Crane flies are beneficial in our gardens. Some species’ larvae are aquatic while others spend their youth in the soil. Both break down organic matter, returning nutrients to their respective habitats. As with most of nature, occasionally too much of a good thing can pose a problem. Some crane fly species can be a pest to agriculture. That’s why it is so important to have a balanced garden. Avoid pesticide use as chemicals kill the good bugs as well as the bad, and often kill those bugs that will control others to avoid them becoming pests.

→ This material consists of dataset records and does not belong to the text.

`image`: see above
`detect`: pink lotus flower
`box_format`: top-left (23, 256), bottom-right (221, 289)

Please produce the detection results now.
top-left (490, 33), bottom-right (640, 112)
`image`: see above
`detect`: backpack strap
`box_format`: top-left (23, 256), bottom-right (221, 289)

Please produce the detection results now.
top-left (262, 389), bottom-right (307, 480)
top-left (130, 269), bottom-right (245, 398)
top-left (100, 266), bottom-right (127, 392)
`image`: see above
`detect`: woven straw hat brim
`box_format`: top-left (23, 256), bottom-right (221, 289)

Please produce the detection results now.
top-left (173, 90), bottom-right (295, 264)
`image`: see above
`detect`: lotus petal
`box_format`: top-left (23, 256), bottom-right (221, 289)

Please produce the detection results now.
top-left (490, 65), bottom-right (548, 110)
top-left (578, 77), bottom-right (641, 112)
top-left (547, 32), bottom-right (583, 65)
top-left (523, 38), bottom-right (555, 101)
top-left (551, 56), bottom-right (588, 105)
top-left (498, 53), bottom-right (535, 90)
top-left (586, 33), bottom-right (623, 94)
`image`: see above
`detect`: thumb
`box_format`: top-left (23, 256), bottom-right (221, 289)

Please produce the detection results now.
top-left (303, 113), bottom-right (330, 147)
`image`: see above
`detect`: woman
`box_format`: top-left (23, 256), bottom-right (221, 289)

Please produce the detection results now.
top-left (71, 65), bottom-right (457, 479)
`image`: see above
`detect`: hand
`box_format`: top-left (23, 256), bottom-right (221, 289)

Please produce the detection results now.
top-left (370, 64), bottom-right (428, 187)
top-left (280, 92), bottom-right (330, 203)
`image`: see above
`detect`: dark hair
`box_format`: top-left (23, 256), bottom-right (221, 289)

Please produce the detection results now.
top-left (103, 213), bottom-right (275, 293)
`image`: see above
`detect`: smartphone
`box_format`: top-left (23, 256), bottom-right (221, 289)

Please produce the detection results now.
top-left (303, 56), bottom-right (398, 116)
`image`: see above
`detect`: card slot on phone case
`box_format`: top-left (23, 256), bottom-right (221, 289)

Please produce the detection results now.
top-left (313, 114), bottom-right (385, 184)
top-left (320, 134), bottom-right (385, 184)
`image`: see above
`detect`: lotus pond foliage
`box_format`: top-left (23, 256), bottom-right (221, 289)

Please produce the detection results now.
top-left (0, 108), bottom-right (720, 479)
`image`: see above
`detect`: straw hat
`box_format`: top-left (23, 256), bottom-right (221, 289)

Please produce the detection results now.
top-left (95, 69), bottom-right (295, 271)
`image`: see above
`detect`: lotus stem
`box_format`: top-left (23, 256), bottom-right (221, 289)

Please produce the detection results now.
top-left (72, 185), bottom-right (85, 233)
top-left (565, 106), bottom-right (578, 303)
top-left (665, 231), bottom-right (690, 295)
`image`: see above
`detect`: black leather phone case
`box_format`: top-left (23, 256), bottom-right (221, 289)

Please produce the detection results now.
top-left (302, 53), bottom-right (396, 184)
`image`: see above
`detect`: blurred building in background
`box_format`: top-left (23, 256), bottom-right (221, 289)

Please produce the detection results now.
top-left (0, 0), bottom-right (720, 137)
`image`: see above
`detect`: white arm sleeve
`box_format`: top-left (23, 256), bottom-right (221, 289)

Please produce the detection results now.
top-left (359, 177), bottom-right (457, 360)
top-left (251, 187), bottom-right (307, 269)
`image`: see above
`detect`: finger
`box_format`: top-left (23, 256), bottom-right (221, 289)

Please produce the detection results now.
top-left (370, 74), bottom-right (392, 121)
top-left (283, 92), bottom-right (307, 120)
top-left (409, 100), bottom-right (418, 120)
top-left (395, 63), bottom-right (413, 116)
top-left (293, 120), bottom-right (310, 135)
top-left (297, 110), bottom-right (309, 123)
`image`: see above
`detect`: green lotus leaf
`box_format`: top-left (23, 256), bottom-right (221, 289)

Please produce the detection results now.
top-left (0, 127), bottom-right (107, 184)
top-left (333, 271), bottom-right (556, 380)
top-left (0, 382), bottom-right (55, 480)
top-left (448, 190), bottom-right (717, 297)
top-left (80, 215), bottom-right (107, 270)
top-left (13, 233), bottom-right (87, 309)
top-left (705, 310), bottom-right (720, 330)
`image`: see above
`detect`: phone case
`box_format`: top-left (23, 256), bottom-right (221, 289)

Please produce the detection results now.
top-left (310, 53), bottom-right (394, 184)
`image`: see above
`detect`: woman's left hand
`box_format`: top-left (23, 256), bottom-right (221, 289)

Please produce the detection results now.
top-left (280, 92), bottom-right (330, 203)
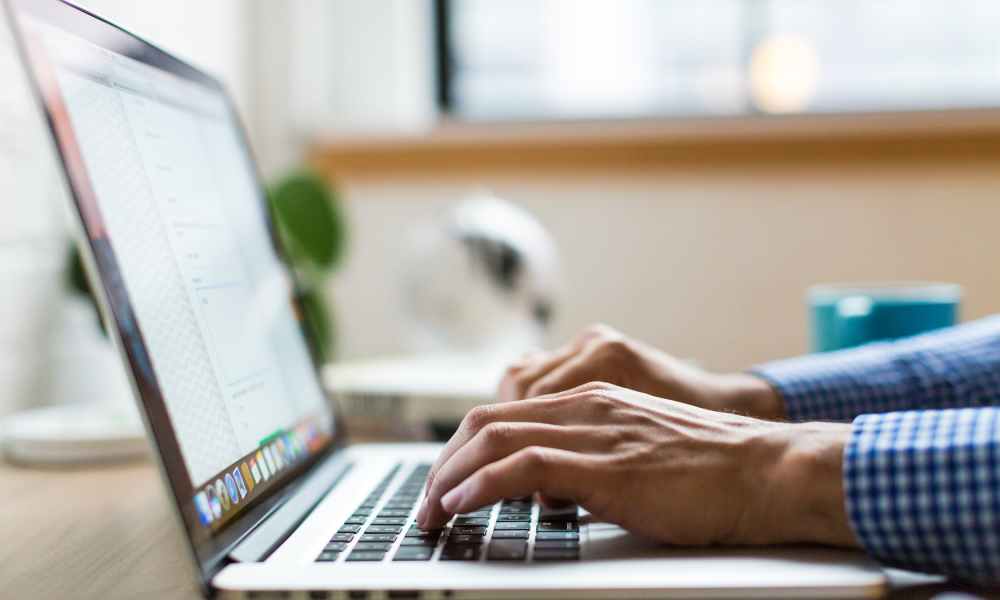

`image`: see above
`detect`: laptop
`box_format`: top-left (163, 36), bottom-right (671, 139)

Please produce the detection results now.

Both larval and adult crane flies provide an important food source for birds, reptiles, spiders, fish and other insects such as dragonflies, mantids, centipedes and beetles. Fishermen have been known to use the larval stage of members of the family Tipulidae (Large Crane Flies) as bait. As you can see, there are plenty of predators to keep the population in order.
Tipulidae is the largest family in the Order Diptera. Given this, identification can be mind-boggling. You can find out everything you ever wanted to know about the anatomy of a crane fly at that identification key link. Suffice to say I was unable (or unwilling) to crawl around counting wing lines or antenna segments…that and I really don’t wear my reading glasses when I am walking around the property calling on critters for a photo shoot. Old eyes can’t see tiny nuances.
Crane flies undergo complete metamorphosis. Some species have an elongated rostrum (think Pinocchio), a straw-like appendage used to draw nectar from flowers. Thus, we can conclude that they also perform pollination duties.
I noticed that most of the time when I see the adults fly it is when it is slightly damp or overcast, so if it is daytime and you see a mutant mosquito, take a good look before you swat. You may be saving the life of an insect that will help your wildlife garden grow more beautiful.